Series of Metagenomics Workshop
Shotgun
During this course, participants will learn about the concepts and steps involved in analyzing the metagenomic data obtained from short read high throughput sequencing.
Participants are expected to have some basic knowledge of metagenome/microbiome as well as some biological knowledge on the subject matter.
Although the material and the methods are designed to cater for the NYU Abu Dhabi High Performance Computing environment, it is possible to run this workshop on any other system provided that the necessary software is installed, and the data is uploaded to that environment.

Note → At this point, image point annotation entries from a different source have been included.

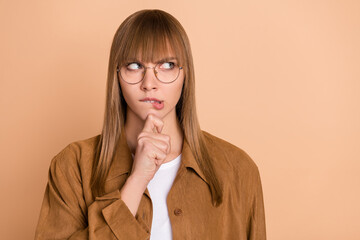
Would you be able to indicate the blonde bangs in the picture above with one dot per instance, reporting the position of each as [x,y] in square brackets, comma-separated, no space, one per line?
[150,39]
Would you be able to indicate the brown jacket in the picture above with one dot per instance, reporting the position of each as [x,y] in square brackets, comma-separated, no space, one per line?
[69,210]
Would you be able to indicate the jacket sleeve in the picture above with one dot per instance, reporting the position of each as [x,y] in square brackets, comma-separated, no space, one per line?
[257,215]
[64,214]
[63,211]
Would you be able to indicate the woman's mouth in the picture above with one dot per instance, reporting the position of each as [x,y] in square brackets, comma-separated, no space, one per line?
[156,103]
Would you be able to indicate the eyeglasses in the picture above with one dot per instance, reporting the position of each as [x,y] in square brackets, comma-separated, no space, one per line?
[134,72]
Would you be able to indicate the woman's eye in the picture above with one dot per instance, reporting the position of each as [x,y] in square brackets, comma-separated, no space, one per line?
[134,66]
[167,65]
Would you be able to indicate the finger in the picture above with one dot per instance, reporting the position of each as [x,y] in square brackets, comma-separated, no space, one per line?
[153,124]
[159,142]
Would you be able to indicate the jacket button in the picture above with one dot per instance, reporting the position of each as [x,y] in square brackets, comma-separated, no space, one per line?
[177,211]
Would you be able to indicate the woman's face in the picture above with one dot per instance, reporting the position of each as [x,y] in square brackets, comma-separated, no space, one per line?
[151,87]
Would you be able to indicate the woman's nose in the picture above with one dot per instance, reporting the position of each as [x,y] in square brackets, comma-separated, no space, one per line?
[149,81]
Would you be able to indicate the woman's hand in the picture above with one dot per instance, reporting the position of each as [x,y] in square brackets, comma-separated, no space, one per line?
[151,151]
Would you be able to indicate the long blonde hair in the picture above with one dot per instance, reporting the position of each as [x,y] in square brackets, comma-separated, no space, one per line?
[146,32]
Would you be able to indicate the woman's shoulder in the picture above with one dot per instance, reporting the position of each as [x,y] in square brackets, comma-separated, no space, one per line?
[76,156]
[228,156]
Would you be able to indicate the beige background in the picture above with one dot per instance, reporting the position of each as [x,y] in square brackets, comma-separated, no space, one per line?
[279,79]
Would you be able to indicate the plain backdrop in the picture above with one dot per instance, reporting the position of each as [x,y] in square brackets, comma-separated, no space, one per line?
[279,79]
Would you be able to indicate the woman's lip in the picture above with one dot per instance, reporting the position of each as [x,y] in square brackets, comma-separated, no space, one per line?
[151,99]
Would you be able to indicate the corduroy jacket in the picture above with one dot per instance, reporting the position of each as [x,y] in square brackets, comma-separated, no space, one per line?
[70,211]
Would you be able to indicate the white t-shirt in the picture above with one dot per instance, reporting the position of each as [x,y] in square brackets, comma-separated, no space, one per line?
[159,188]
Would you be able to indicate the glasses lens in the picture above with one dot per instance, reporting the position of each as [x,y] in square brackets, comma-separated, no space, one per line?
[165,72]
[132,72]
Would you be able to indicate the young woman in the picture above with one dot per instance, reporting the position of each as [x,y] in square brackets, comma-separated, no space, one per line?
[152,173]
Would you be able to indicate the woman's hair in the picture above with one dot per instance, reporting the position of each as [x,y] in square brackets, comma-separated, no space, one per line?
[150,34]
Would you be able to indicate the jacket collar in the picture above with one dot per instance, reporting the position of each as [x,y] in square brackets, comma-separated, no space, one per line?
[122,161]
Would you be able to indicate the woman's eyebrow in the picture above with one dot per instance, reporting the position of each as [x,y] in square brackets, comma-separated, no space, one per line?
[166,59]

It will also be necessary to change the input and output directories/files to accommodate such an environment.
Connecting to the HPC
Using a Mac Machine
Open the Terminal app and type:
ssh NetID@jubail.abudhabi.nyu.eduEnter your NYU password when prompted and hit enter.

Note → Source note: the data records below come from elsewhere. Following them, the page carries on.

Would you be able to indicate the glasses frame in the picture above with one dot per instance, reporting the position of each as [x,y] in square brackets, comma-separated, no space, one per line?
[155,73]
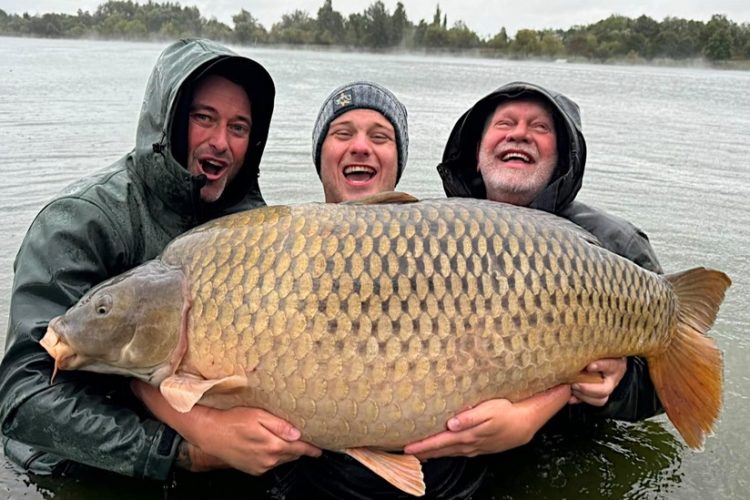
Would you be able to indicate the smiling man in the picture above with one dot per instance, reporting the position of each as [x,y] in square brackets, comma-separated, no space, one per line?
[201,134]
[360,141]
[219,126]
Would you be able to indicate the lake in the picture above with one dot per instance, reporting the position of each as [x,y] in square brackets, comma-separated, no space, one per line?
[669,149]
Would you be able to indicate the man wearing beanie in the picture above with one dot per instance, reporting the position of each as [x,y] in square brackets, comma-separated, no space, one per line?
[360,141]
[360,144]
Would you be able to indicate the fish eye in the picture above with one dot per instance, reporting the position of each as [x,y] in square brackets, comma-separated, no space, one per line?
[103,305]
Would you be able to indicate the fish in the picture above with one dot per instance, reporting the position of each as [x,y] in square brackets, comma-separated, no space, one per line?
[367,325]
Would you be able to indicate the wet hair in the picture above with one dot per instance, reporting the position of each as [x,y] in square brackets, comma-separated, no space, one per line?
[180,119]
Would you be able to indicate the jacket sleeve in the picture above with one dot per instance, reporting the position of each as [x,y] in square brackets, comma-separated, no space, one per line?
[635,397]
[82,417]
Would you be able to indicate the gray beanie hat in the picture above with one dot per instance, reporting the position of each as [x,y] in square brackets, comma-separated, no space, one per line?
[362,95]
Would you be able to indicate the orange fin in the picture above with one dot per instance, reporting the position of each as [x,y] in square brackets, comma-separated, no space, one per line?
[383,198]
[402,471]
[182,392]
[687,375]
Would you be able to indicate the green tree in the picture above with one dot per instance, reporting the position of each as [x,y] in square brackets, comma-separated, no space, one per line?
[526,44]
[377,26]
[400,26]
[216,30]
[330,25]
[718,36]
[500,42]
[296,28]
[461,37]
[247,29]
[551,44]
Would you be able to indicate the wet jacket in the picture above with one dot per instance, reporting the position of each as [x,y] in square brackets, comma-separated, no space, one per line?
[97,228]
[635,397]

Once logged in, navigate to your personal SCRATCH directory or any other subdirectory where you want to run this workshop.
Using a Windows Machine
Open the PuTTY app, and fill out the fields as follows:
Host name:
jubail.abudhabi.nyu.eduPort:
22Click Open.
Enter your NetID and password when prompted.
Once logged in, navigate to your personal SCRATCH directory or any other subdirectory where you want to run this workshop.
MODULE 1
The Dataset
The shotgun metagenomic sequencing data used for this hands-on training was obtained from a recently published study in Microbiome by Jeilu et al. 2025 (https://doi.org/10.1186/s40168-025-02276-7). The authors deposited the data in the NCBI under the BioProject accession number PRJNA1228129.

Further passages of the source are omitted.